I rested in the morning, worn out from all the activity… plus I needed to attend to some email correspondence.  

In the afternoon, I enjoyed some lovely sightseeing. Today’s target garden was that of Ginkakuji, also known as the Silver Pavilion, a Zen temple located at the northern end of the Higashiyama hills.  The garden was beautiful and satisfying to my love of gardens.       

From Ginkakuji, I walked south through the Higashiyama hills, along quiet, charming, narrow residential streets.  Although there had been many visitors at Ginkakuji, I was almost alone once I left the temple grounds.

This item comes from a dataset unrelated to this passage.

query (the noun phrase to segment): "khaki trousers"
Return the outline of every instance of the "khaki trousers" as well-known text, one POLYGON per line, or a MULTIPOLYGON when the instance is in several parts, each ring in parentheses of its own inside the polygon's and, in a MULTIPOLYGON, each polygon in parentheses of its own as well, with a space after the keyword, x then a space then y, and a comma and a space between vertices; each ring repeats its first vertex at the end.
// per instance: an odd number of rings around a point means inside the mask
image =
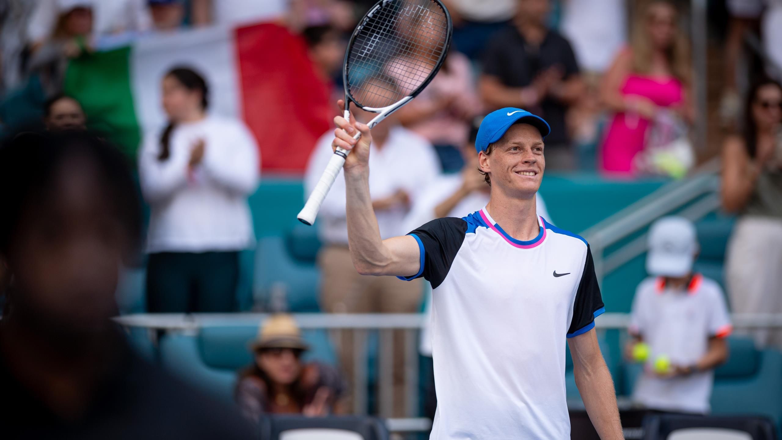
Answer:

Pretty soon I came to Honen-ji, a quiet temple with a large cemetery.  There were hardly any tourists.

After that, I dropped down the mountain a bit and continued walking south on the Philosopher’s Walk, a small street along a tiny canal.  It was still amazingly peaceful –few people were out, and I was surrounded by the music of birds and cicadas.  I saw a flowering plant (below) that looked exactly like Obedient Plant, a Texas native!  Globalization???

Eventually I ended up at the Otoyo-jinja Shrine.  This site is not listed on most guidebooks, so it was a surprise, and completely delightful!  

At the entry to the site, I rinsed my hands at the charming fountain, as I had learned to do.

The site included small shrines dedicated to squirrels, dogs, and monkeys.  I rang the bell and clapped at the dog shrine, thinking of Mingo.

The gardening aesthetic was much more wild and natural than, say, Ginkakuji.  I liked both styles.

I had been feeling tired when I arrived at Otoyo-jinja, but left feeling much refreshed.

For dinner, I went to a small restaurant I had seen on a quiet street near Ginkakuji.  The seating was Japanese style, on tatami mats, and the large windows looked onto a lovely garden.  This restaurant specialized in yudofu.  This is tofu simmered in a plain broth, served with condiments.  Until I visited Japan, I thought tofu was a boring food.  But I have come to appreciate that it can also be a gourmet dish!  What I had at this restaurant (and others) was completely different from the dish served in America.  The flavor and texture were delicate and delicious.  When I expressed my appreciation to the waitress, she said that the chef prepared fresh tofu every morning. The meal also included appetizers, tempura, and rice and pickles.